The fifty year old Bigelow's major previous effort "Strange Days" about a hustler who sells mental recordings of real-life experiences is likewise macho fare. Her current picture recalls in our minds such action-adventure tales as "Crimson Tide" (a power play aboard a U.S. Navy nuclear submarine which almost plunges the U.S. into war against Russia), "The Caine Mutiny" (two officers mutiny against an unpopular captain), and of course the classic "Das Boot (German U-boat on a mission during World War 2). "K-19" lacks the hip dialogue of the first and, in that the story takes place in the absence of a hot war, the nail-biting tension of the third.
Christopher Kyle's screenplay sets up a conflict between the newly appointed Captain Alexi Vostrikov (Harrison Ford) and his chief executive officer, Captain Polenin (Liam Nelson) by opening on a mission to test a sub's capacity to deliver nuclear missiles. When the U-boat under Polenin's command fails to deliver, the honchos back in Moscow demote Polenin, putting him under Vostrikov's helmsmanship, which annoys the men on board as much as Polenin particularly when the word gets out that Vostrikov got his commission for political reasons.

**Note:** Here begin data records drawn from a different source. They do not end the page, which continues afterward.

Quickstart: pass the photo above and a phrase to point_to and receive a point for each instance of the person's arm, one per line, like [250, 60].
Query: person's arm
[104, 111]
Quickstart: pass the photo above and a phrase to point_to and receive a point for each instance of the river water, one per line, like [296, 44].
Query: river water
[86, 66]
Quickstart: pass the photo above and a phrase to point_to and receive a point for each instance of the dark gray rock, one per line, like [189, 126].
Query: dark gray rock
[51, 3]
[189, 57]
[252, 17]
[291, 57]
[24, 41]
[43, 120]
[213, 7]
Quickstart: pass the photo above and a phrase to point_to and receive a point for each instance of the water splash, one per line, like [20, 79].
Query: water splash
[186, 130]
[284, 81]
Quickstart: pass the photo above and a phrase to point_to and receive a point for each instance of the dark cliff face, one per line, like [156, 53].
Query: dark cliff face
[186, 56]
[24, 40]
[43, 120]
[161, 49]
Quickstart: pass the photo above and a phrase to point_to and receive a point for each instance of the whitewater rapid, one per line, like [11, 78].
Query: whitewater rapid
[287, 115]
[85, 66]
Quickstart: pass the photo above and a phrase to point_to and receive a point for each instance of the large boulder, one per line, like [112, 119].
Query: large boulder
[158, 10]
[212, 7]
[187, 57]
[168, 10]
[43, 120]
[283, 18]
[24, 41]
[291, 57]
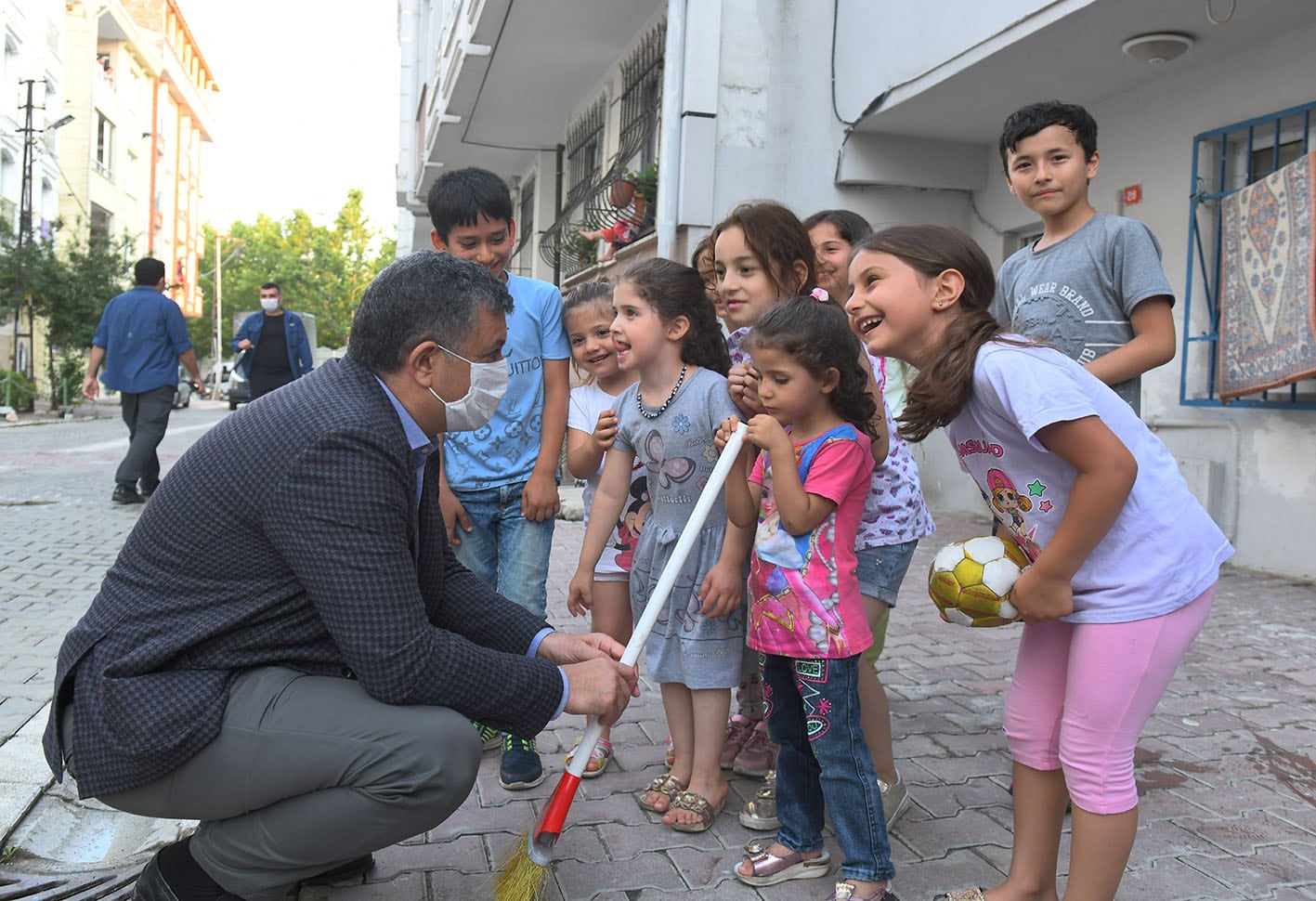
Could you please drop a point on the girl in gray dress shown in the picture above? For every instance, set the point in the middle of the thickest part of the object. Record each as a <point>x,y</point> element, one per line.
<point>666,331</point>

Eager to see how the K-19 and its crew can execute emergency functions, the hard-knuckled captain keeps the sailors hopping with drills, some threatening the security of the vessel itself. When the ill-equipped K-19 called The Widow maker because ten people died in its very
construction develops an serious radiation leak which could not only lead to the deaths of all aboard but could trigger a nuclear explosion and World War III, Polenin sees his chance to overthrow Vostrikov's command and assume control of the sub himself.
The picture is marred by strictly serviceable dialogue. For example, when handsome but fearful Vadim (Peter Sarsgaard) tells Polenin that he was expecting to get married, Polenin replies simply, "You will." (Wouldn't Vadim know that whenever someone in a story says "you'll be fine," it's time to say your prayers?) Nonetheless "K-19" has several positives going for it. One is the occasional tension generated aboard this claustrophobic setting as we watch the men conquer their fears and in some cases agree to heroic acts that they probably knew would lead to their painful demise. Another is Klaus Badelt's pulsating, original music, which augments the emotions captured by Jeff Cronenweith's ever-moving camera. Finally there's the drama surrounding the growing antipathy between the boat's two honchos as they struggle for power, making us admire the always trustworthy acting of Harrison Ford and Liam Nelson. Ford, who gets more chances to display his signature half-smile, is just fine as the patriot worthy of the Order of Lenin as he grimly determines never to betray the motherland. While the more rational people on the sub backed by Neeson's character are ready to accept the offer of help from Americans on a nearby naval vessel, Vostrikov refuses to bend a knee to "the enemy," even if his rigidity could lead to the deaths of all his men.
"K-19: The Widow maker" stands out as one of the few Hollywood movies that show the other side in this case the Soviet military at a time of increasing hostilities between them and the U.S. as human beings who can be as die-hard patriotic and, even more, to be loyal to their comrades as we Americans to our own. We in the audience can't be blamed if we feel like cheering Vostrikov's decision to say "no thanks" to the forces in our own country who would win a propaganda victory and a chance to examine the Soviet sub if the offer were accepted. "K-19," then, is well-acted, reasonably tense, yet another entry into the field of movies dedicated to showing how lucky we are that nuclear war has not broken out purely by accident.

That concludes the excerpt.